I've been trying to come up with the best joint detail for dadoing fixed 3/4" plywood shelves into a bookcase on all 3 sides. I need this much support because I'm using the shleves to store heavy reference books and they will be completely loaded down. I will have a 3/4" nosing to add strength and casing trim all around the front face of the bookcases which should hide these dados completely.

I usually try to design my details to allow some tolerance so I don't have to build joints that fit perfectly. I'm using a router and was following an example from a magazine that used zero clearance hardwood templates and the actual plywood shelf as a guide to set the dado template width. This was fine except after cutting I learned a few things. 

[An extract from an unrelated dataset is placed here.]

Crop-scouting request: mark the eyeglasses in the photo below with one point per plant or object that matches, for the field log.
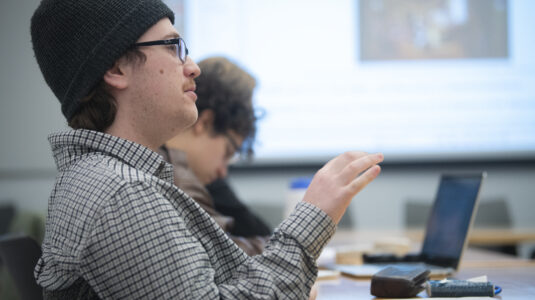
(178, 44)
(232, 154)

First thing I learned was not all 3/4" plywood is exactly the same thickness. My first set of shelves were cut from two different pieces of plywood and they vary by as much as 1/64 to 1/32. This didn't seem like much until I installed the shelves. Then a small horizontal gap at the top of the dado shows up like a sore thumb. So I thought I got smarter the second time and cut all the shelves from the same piece of plywood. 

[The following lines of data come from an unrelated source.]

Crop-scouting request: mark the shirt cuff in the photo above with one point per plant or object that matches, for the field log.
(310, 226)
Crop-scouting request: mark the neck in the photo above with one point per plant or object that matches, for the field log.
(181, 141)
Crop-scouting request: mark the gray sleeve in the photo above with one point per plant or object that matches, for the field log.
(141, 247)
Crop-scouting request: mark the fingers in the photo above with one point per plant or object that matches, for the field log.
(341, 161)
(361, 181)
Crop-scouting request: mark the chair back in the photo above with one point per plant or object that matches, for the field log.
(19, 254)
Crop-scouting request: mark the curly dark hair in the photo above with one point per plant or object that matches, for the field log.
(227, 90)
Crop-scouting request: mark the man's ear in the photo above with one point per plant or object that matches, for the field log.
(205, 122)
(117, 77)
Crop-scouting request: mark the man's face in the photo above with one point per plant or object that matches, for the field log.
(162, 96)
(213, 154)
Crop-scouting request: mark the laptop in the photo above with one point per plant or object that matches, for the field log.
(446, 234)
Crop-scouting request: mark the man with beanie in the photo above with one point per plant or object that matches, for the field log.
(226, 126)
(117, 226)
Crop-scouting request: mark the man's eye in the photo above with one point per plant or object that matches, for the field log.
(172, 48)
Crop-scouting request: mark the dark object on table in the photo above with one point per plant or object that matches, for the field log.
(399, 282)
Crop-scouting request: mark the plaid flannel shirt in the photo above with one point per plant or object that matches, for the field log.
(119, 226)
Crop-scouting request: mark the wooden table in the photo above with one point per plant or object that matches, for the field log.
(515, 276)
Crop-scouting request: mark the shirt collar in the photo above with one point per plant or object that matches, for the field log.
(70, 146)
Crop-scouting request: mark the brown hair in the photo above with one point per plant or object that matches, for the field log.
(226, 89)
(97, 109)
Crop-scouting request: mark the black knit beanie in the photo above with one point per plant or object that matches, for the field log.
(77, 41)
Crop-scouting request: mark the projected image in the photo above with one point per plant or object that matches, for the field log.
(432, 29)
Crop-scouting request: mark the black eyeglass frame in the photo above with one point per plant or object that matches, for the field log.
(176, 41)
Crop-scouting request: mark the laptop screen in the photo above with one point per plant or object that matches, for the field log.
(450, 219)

However, the second thing I learned was that sanding the shelves prior to assembly will also change their thickness just enough to create more horizontal gaps.

My initial solution was to rabbet the top and bottom of the shelves to create a thinner toungue that would be easily concealed by the thicker shelf. However, since I do not have a router table yet that's alot more setup than I want to do for these. After further thought I came up with the joint on the attached picture. I think by cutting a rabbet just into the top of the plywood shelves I'd create a toungue that would be easily concealed while still allowing tolerance. I'm pretty sure gravity will close up any potential gap at the bottom of the shelves anyway. In order to keep from having to make each shelf exactly the correct width to prevent vertical gaps between the shleves and the sides, I realized I could just make the dado bigger than the shelf toungue in both directions. I think this could solve the problem. 

Anyone have any better ideas?


----------



## BernieL (Oct 28, 2011)

Have you considered gluing strips of hardwood around the edges of the shelves. Align these hardwood 3/4 X 3/4 with the top of the shelves. They will fill the gaps and add strength and stability to your shelves. Of course the top shelves (above eye level ) should have the strips glued on the bottom plane of the shelves to keep that small lip out of sight. 

If you're concerned about glue oozing out onto you're shelves, you can finish the shelves prior to the glue up. Just don't get any finish on the edges that will be joined.


----------



## Steve M. (Jun 4, 2013)

Thanks Bernie,
I actually am planning to add some small scribe moulding to the top joint of the shelves. However, this is not something I want to keep doing. I'd like to find a better joint for the future work. The bottom joints are tight and don't need any help, thanks to gravity.


----------



## woodnthings (Jan 24, 2009)

*I like your idea, but ,...*

I would have a larger tongue say, 5/8" or 11/16" and a corresponding rabbet just slightly larger. I wouldn't trust a 3/8" tongue with a heavy load of reference books.

You can make exact width dados using a jig:


----------



## Steve M. (Jun 4, 2013)

Good point Woodnthings...an open joint like I drew would be risking more movement than a closed joint, so a big tongue makes sense. It only has to have enough overlap (maybe 1/8" or so) to conceal the dado, so I would think the tongue could easily be that big.

As they are now, the shelves snug up all the way to the back of 3/4" tall by 3/8" deep dados on each 3/4" plywood side panel and all the way into 3/4" tall by 1/4" deep dados across the 1/2" plywood back and they are glued in solid. Feels sturdy enough for a small family to live in. Hopefully they will hold.

As for the dado jig, that is a similar system to what I used. My dados came out exactly the thickness of the plywood template I used. My brainless issue was not realizing that the template I used from one piece of plywood shelf could be a different thicknesses from another plywood shelf. And that sanding the shleves could thin them down enough to show a gap. If I use that method again I'll be sure to double check all my plywood with a thickness gauge and sand it BEFORE using it as a thickness guide.


----------